At this revelation there was a stir of chatter in the room which prompted a brief diversion from the tale. I listened to Martin contend with the various theories that his audience then put forth, despatching each of them with ease: ‘No, my grandfather was still asleep’; ‘No, my brother’s voice had not yet broken.’ The manner in which our speakers typically deflected such theories was one of delight—there was a keen satisfaction to be drawn from baffling our tidy group with a well-constructed narrative puzzle. Martin, by contrast, conveyed himself with an air of resignation. I felt he desired nothing more than for one of our theories to be plausible; such an outcome would allow him to dismiss the facts of his story.

But it was not to be so.

“I shall continue,” he eventually declared. “As we left my story, I was cowering in the cupboard. Those footsteps were drawing in. A voice, which I attest to this day did not belong to my brother, was calling to me: ‘Come out, come out, wherever you are.’ There was malice in that voice. My brother may have been as capable of cruelty as any elder child was, but only in the pursuit of amusement. There was true evil in those words; an evil that I knew my brother did not possess. And yet, I kept insisting to myself, it could only be my brother outside.

“‘Come out, come out, wherever you are…’ I heard the voice say again.

‘The cupboard in which I was confined began to feel terrifically small. In my desperation to master our game I realised I had only succeeded in imprisoning myself. There were no avenues of escape. If I moved, I would be heard. If I opened the door, I would surely be seen. I was condemned to wait, my terror serving as my only companion. The fear of what approached me from beyond that door became all-consuming.

“Even to a young child the sense of approaching death is far from unfamiliar. So I tell you, as I hid in that cupboard, I was absolutely convinced that I was about to die. I believed, clearly and absolutely, that my life depended on that door remaining closed and guarding my concealment.

“Almost at the door now, I heard my summons: ‘Come out, come out, wherever you are… ’ Even as I repeat those words to you now, they fill me with a dread that cannot be equalled. The voice that was not my brother’s drew so close I could now hear its breathing over my own. I waited there in the darkness, listening as the footsteps came for me. I prepared myself to flee the moment that the door opened, forcing upon myself a belief that my paralysed muscles could propel me to safety.

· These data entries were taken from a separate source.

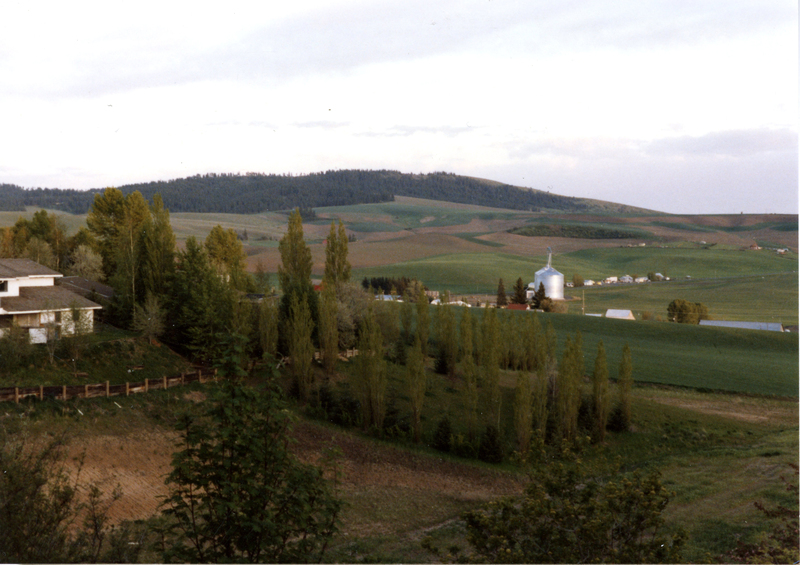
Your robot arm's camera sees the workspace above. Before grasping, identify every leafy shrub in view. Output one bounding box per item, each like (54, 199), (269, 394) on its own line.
(431, 416), (453, 453)
(478, 425), (503, 463)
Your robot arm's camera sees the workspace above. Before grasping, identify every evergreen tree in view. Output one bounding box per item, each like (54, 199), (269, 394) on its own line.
(531, 282), (547, 310)
(511, 277), (528, 304)
(167, 236), (235, 359)
(497, 279), (508, 308)
(592, 340), (609, 442)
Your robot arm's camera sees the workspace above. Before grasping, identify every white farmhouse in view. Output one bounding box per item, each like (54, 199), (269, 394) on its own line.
(0, 259), (102, 343)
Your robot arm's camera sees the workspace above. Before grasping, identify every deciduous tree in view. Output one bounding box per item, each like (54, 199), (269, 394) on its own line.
(163, 380), (341, 563)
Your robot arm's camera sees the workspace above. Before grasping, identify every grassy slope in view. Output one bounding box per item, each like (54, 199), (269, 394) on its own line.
(536, 313), (798, 397)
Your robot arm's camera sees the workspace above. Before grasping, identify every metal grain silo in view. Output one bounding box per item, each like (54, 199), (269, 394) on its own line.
(533, 247), (564, 300)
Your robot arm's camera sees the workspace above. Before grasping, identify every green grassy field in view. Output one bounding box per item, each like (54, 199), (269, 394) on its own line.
(532, 312), (798, 397)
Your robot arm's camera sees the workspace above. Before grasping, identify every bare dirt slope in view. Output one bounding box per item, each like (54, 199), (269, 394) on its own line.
(68, 416), (522, 535)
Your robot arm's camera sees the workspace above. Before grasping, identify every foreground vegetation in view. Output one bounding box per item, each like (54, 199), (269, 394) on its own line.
(0, 190), (798, 561)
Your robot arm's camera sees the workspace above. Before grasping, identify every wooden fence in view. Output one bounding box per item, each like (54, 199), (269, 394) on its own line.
(0, 369), (217, 403)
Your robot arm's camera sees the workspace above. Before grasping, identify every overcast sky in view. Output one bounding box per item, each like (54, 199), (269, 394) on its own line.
(0, 0), (798, 213)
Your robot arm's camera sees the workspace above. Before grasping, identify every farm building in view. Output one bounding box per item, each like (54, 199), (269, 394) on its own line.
(0, 259), (102, 343)
(606, 309), (636, 320)
(526, 247), (564, 300)
(700, 320), (784, 332)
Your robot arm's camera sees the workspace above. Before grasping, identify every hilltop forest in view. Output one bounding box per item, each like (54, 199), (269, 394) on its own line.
(0, 170), (635, 214)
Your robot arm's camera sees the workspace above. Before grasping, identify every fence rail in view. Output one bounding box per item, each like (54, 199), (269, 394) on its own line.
(0, 369), (217, 403)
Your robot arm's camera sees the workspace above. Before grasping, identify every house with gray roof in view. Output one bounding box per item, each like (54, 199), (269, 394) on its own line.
(0, 259), (102, 343)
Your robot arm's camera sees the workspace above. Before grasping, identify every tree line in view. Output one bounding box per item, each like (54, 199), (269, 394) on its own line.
(0, 169), (592, 214)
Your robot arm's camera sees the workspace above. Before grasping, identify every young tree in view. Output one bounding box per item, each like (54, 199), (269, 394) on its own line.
(514, 371), (533, 455)
(454, 463), (685, 563)
(205, 225), (248, 291)
(612, 343), (633, 431)
(133, 294), (165, 343)
(140, 194), (175, 301)
(400, 289), (414, 344)
(289, 294), (314, 402)
(406, 336), (428, 443)
(278, 209), (319, 351)
(258, 298), (278, 357)
(511, 277), (528, 304)
(531, 283), (547, 310)
(67, 245), (103, 281)
(353, 308), (388, 430)
(555, 338), (581, 441)
(592, 340), (609, 442)
(86, 187), (125, 280)
(434, 306), (458, 379)
(162, 379), (341, 563)
(497, 279), (508, 308)
(319, 285), (339, 376)
(481, 309), (503, 430)
(325, 220), (351, 286)
(417, 287), (431, 357)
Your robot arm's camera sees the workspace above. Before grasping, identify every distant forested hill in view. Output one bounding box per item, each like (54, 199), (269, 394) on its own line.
(0, 170), (632, 214)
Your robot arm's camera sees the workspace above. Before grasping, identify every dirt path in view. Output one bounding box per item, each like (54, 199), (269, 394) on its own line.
(68, 422), (522, 534)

“The voice seemed to be right outside the door, but the footsteps still approached. Louder. Closer. My pursuer knew where I was hiding and was coming for me! I envisaged the door opening, a hand reaching in to grasp me, dragging me away to whatever awful fate awaited me.

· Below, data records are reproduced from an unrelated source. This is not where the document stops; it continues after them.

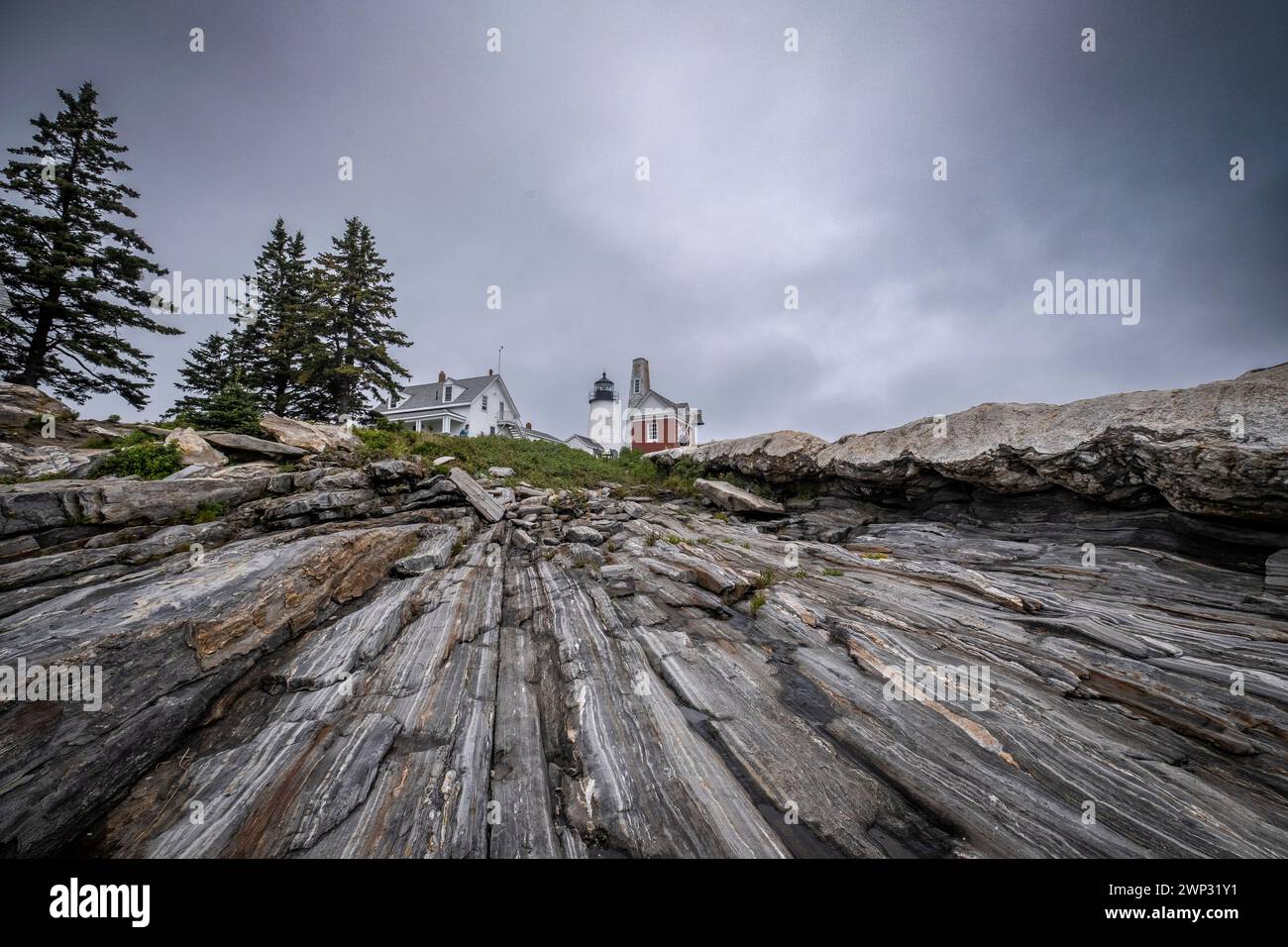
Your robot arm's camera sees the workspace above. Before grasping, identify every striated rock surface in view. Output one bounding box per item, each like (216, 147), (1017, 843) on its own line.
(164, 428), (228, 468)
(201, 430), (305, 460)
(693, 476), (786, 517)
(651, 364), (1288, 522)
(0, 368), (1288, 858)
(259, 415), (361, 454)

“I quaked, breathless, awaiting the inevitable. So wrapped in terror that I could no longer move. Even my brain had ceased all function. Any plan of escape had vanished from my mind.

“Then, with a terrible burst of light, and a screaming of old hinges, the door opened. I was blinded and beside myself with fear. I had been discovered by death itself. I caught but a single glimpse of my captor, framed by the light, a fearsome shadow standing before me, then all turned to darkness.”

An uncharitable member of our group quipped: “Scared of your own shadow, I’ll wager, eh?” I observed, not without satisfaction, that the man was alone in his mirth. With no rejoinder he quickly fell to silence. The rest of our audience remained quite enthralled by his story. Martin gave no consideration to the interruption and continued directly with his tale.

“Now, the canny among you may note that, clearly, I did not perish on that day. Indeed, I was perfectly safe. I awoke to find both my brother and my mother staring down at me. Behind them stood my grandfather with a look of terrible concern on his face. It transpired that I had screamed, quite loudly, at the moment that my brother had opened the cupboard door.

“But, there is one thing I need to tell you: it was not my brother I saw opening that door.”

There was a delighted shuffling of feet and exchange of nervous glances at this revelation.

“No, as my eyes apparently deceived me, it was my grandfather who opened the door and discovered me. To be more clear: it was someone, or something, with the image of my grandfather as he might have appeared five or ten years previously. In my youthful innocence, and defying all lingering sense of fear, I even asked my grandfather why he had joined in our game.

“It was my brother who answered: ‘Now I’m certain you’ve lost your marbles,’ he said. ‘Grandfather was asleep until you woke him up with your screaming.’

“I was prepared to defend myself until I caught sight of my grandfather’s face. Where my mother’s was filled with concern, and my brother’s was clearly delighting in the prospect of my insanity, my grandfather’s was a different picture altogether. I saw puzzlement, as might be expected, but that wasn’t what compelled me to silence. His face was a mask betraying equal parts fear and anger. I felt as though he might have reached across and throttled me had I been left alone with him. I could not imagine what I had done to anger him so, but I had at least enough wisdom to avoid any attempt at repeating the effort.

“I allowed my brother to help me to my feet and avoided any protest over his suggestion that the darkness in the cupboard had momentarily deluded me. Years later I asked about his own experience while hiding under the bed: he, too, described an irrational, but shapeless, fear that had gripped him. However, he confessed to nothing on that day. As we made our way out of the room, my grandfather made little effort to help. He merely stood in the background, watching me closely.”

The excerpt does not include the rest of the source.